By: Rick Stein, Vice President, Fresh Foods, FMI
The farmer from down the street skillfully cultivating a lettuce patch, community field workers carefully inspecting the ripeness of strawberries and clean water from a local reservoir hydrating a nearby apple orchard – these are just some of the images conjured in the minds of grocery shoppers upon seeing the product claim, “locally grown.” Few other product claims can attest to having such a strong imaginative response, and it’s easy to see why. Shoppers view the “locally grown” distinction as more than a mere guarantee of freshness; rather, they see it as a convenient opportunity to contribute to the growth and prosperity of their community, state or nation. This powerful cognitive link can produce feelings of fulfillment and even pride upon purchase of locally grown produce.
Therefore, it’s no surprise that “locally grown” is the most popular product claim in the produce aisle, with 56% of shoppers wanting to see more of it. When asked what attributes they would like to see their produce department carry more of, shoppers ranked “locally grown” as their top choice across generations: Gen Z (47%), Millennials (47%), Gen X (56%) and Baby Boomers (67%). Such enthusiasm from consumers warrants a closer look into what defines local produce and how that definition changes, depending on where you live.
Some retail banners have strict locally sourced definitions, posted across the store, indicating a specific mile radius, state lines or other. This highly influences the definition used by the shopper. Furthermore, shoppers located in large growing areas tend to respond differently from shoppers living in states with minimal local growing. Most consumers (30%) list state as their primary definition of “locally grown,” but beyond this data point, there is ample variation in consumer perception of the term. This flexibility enables food retailers to define “locally grown” as they see fit, so long as their definition is succinct and clearly communicated. However they are defined, “locally grown” programs are likely to have widespread buy-in across the population.

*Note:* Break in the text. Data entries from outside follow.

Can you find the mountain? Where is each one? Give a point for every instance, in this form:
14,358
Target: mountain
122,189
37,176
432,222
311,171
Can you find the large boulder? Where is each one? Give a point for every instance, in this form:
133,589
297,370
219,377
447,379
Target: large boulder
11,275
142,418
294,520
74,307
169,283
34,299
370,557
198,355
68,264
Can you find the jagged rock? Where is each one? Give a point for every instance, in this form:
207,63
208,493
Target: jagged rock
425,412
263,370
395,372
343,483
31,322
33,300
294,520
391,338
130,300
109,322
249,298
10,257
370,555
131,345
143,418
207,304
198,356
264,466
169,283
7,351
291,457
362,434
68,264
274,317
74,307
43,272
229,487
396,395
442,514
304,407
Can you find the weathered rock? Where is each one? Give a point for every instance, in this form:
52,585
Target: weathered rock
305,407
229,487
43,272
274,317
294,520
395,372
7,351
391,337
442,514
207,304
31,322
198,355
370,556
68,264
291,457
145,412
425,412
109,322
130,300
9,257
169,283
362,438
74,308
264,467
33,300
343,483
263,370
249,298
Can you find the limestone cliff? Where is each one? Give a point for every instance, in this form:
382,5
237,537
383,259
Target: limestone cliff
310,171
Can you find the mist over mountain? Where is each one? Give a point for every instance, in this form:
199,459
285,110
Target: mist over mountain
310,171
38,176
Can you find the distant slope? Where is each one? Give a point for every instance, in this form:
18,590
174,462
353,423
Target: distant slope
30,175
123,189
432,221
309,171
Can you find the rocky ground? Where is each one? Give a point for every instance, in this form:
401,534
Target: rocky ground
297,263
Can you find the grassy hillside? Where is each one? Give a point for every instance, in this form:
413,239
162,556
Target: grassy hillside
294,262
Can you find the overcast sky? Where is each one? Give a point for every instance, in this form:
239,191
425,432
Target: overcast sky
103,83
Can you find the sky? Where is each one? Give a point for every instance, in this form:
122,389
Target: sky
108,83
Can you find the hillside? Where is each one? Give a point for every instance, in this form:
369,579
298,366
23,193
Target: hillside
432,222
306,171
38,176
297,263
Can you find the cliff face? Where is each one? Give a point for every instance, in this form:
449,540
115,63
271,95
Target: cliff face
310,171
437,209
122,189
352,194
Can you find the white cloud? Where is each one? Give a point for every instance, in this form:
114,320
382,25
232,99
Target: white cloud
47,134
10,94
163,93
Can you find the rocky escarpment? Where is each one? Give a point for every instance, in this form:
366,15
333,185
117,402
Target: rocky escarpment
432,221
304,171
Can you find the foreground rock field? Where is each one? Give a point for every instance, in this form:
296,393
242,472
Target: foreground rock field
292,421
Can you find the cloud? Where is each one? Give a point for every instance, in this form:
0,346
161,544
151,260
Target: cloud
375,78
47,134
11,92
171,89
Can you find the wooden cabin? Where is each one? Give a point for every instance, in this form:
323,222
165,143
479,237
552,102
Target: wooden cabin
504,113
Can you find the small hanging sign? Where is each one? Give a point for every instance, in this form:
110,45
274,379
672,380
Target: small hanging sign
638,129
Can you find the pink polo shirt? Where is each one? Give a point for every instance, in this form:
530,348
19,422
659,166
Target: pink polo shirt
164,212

Consumer perception is also varied in regard to whether locally grown produce is or should be organic. According to FMI’s 2022 Power of Produce report, 45% believe local produce does not have to be organic, 27% are unsure, 19% believe all locally grown produce is organic and 9% answered that it depends on where they purchase it. As a result, food retailers are free to market their “locally grown” produce as either conventional or organic, further expanding the way these programs can be promoted.